2) classification of each audio categories: the classifier based on SVM is used for pure voice/background sound and music/ambient sound Classify.

5. as described in claim 1 based on the audio frequency classification method of SVM, which is characterized in that audio frequency classification method includes: to improve Δ BIC dividing method, for each BIC window detected, if detecting a split point, by a specific length Slide into next window；If split point is not detected, the length of window also increases, when length of window increase to a certain extent On, split point has not found, then window keeps current window length and slide to restore initial until finding cut-point forward Length of window；When detecting cut-point, the length of window moves immediately rearward.

6. a kind of computer program for realizing the audio frequency classification method described in Claims 1 to 5 any one based on SVM.

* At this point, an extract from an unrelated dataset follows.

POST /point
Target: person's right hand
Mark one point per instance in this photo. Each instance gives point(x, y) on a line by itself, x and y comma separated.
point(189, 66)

7. a kind of terminal, which is characterized in that the terminal at least carries the sound described in Claims 1 to 5 any one based on SVM The processor of frequency classification method.

8. a kind of computer readable storage medium, including instruction, when run on a computer, so that computer is executed as weighed Benefit requires the audio frequency classification method described in 1-5 any one based on SVM.

9. a kind of audio classification control system based on SVM for realizing the audio frequency classification method described in claim 1 based on SVM.

10. the audio classification control system multimedia signal processing equipment based on SVM described in a kind of carrying claim 9.